The Navajo civil society is based in the concept of clans and oral history. The system of behavior taught is referred to as “walking in beauty”. Navajo religion is elaborate and complex, with many deities, songs, chants, and prayers, and numerous colorful ceremonies, such as the squaw dance and the night chant. Women have an important position in society and traditional inheritance is through the mother’s line

Bad behavior explained: “He doesn’t know any better, he had no grandfather to give him the stories.”

Surrounding tribes feared the Navajo as a predatory people who, with their blood allies the Apache, raided the Pueblo, and later the Spanish and Mexican settlements of New Mexico. The Mexican War between the USA and Mexico impacted the entire Southwest and, after 1846, the Navajo found themselves under the jurisdiction of the US government.

Conflicts between raiding Navajo and Anglo-American newcomers escalated, and punitive expeditions were only temporarily successful, Then, in 1863, storied mountain man, Kit Carson, was commissioned by the US Army to subdue the Navajo, and he did so harshly.

Carson adopted a scorched earth policy, killing livestock and burning homes. Eventually most Navajo were rounded up by Carson and the army and transported on a forced march known as “The Long Walk” to Fort Sumner in New Mexico. Many died or were killed on this tragic Navajo version of the Cherokee “Trail of Tears”.

A Dineh elder, Howard Gorman describes the Long Walk

“From Fort Defiance the Navajos started their journey…Women and children traveled on foot.  That’s why we call it the Long Walk. It was inhuman because the Navajos, if they became tired and couldn’t continue to walk further, they were shot down…They had to keep walking, all the time, day after day…for about 18 or 19 days…through all kinds of hardships, like tiredness and having injuries. And when those things happened, the people would hear gun shots in the rear, but they couldn’t do anything about it. They just felt sorry for the ones being shot.”

Approximately 10,000 Navajo were interred on the Bosque Redondo Reservation for nearly 4 years until The Treaty of 1868 established a reservation of about 5,200 square miles overlapping traditional tribal lands in the Four Corners Area. That area was subsequently expanded by Presidents Rutherford Hayes and Theodore Roosevelt.

Life after the Long Walk changed dramatically. The Navajo continued to develop ranching, but by the 1930s overgrazing and erosion of limited grasslands on the reservation forced a reduction of tribal livestock herds by as much as 50%.

Irrigation projects were initiated to support increased farming efforts, but only a fraction of the population could be supported on the arid lands of the reservation. Many turned to occupations off the reservation and the discovery of oil, gas, and other minerals helped augment tribal income.

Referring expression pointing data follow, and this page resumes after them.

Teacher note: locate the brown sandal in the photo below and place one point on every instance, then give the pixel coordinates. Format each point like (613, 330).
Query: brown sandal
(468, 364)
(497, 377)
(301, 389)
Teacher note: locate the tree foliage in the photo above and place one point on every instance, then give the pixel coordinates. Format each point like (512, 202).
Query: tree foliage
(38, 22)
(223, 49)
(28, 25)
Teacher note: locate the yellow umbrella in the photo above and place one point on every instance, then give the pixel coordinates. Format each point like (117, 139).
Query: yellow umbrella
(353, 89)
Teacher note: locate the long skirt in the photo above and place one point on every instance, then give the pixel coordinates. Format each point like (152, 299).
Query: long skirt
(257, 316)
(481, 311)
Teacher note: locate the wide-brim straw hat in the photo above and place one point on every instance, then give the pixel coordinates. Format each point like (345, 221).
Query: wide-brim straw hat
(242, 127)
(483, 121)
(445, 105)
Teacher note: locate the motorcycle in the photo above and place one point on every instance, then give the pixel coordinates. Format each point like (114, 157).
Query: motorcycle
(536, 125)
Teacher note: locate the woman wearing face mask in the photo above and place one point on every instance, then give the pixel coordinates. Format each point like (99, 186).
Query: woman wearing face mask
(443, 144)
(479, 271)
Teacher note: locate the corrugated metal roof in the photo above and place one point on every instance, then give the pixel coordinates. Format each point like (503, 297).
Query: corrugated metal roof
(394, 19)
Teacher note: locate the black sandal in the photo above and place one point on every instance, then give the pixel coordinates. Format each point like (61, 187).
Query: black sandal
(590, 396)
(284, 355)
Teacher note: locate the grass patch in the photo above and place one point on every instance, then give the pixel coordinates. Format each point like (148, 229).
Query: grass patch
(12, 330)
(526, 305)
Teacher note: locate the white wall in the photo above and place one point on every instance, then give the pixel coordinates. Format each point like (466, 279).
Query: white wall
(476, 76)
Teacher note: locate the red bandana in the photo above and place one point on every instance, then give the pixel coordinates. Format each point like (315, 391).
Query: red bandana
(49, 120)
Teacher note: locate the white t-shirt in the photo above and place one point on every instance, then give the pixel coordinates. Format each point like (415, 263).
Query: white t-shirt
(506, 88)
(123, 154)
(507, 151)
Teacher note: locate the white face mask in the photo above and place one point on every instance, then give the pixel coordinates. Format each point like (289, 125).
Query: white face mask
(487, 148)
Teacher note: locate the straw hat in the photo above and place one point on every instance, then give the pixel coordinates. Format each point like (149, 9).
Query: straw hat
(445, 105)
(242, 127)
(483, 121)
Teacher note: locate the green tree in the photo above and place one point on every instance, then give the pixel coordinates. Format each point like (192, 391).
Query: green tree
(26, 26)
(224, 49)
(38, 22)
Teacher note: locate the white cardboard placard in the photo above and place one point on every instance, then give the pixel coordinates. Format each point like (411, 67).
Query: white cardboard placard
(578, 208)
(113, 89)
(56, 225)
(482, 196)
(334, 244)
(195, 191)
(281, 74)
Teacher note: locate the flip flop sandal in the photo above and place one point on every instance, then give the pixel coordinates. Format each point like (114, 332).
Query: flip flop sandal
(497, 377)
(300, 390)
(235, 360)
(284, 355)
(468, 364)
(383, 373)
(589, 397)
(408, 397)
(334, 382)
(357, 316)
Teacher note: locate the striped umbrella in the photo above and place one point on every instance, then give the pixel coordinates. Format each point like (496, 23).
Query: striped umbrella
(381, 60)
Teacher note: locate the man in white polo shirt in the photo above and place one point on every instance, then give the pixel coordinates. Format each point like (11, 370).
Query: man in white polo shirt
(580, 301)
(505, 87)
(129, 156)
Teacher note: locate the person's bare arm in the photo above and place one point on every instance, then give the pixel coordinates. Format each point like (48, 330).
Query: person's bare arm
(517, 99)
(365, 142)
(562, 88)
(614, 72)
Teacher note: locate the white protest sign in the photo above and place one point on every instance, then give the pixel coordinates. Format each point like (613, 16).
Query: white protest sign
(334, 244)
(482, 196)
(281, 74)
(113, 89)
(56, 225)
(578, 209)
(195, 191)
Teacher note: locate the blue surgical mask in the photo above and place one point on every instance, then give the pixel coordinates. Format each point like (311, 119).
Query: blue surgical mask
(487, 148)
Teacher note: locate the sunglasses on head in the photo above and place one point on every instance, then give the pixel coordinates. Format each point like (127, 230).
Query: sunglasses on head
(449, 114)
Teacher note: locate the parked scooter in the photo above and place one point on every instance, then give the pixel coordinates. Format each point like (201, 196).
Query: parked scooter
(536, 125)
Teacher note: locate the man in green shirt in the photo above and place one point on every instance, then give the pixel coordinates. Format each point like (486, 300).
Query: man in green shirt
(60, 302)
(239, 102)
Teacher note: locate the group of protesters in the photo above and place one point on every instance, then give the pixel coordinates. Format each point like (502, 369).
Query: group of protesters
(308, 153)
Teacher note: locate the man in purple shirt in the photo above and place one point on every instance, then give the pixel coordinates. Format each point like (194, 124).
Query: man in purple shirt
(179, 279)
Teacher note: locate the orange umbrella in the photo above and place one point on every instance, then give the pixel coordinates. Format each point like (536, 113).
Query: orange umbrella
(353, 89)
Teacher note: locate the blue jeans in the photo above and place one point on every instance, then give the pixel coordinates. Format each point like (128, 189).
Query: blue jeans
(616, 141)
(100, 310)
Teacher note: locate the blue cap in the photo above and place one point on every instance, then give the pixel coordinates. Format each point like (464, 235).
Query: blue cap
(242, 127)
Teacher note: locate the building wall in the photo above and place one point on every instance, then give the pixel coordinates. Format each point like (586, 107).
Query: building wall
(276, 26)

The Navajo have fared better than most Native American tribes, adapting well to a federal system of government and establishing their own Navajo Nation government in 1989. The initial 1868 group of less than 10,000 who left the Bosque Redondo Reservation for their tribal lands on the Navajo Reservation have swelled to nearly 400,000.

The Only in Arizona Walking Adventure hopes to experience a full day in Canyon de Chelly National Monument on a tour organized and led by a local Navajo. Activities in Monument Valley and at Antelope Canyon are also Navajo led.



Much of the 17th, 18th, and 19th centuries witnessed a clash of cultures in North America between existing native societies based upon hunting, light agriculture, and nomadic lifestyles and more developed European immigrant societies with sophisticated systems of farming and manufacturing and banking based largely out of towns and cities. Can you think of more constructive ways these clashes could have been resolved?

How did the Navajo Nation come into being and thrive? When so many other Native American tribes have struggled, or even disappeared, and turned to casinos as a primary source of tribal revenue, how did the Navajo people retain their identity and develop a relatively harmonious segue with 21st century realities.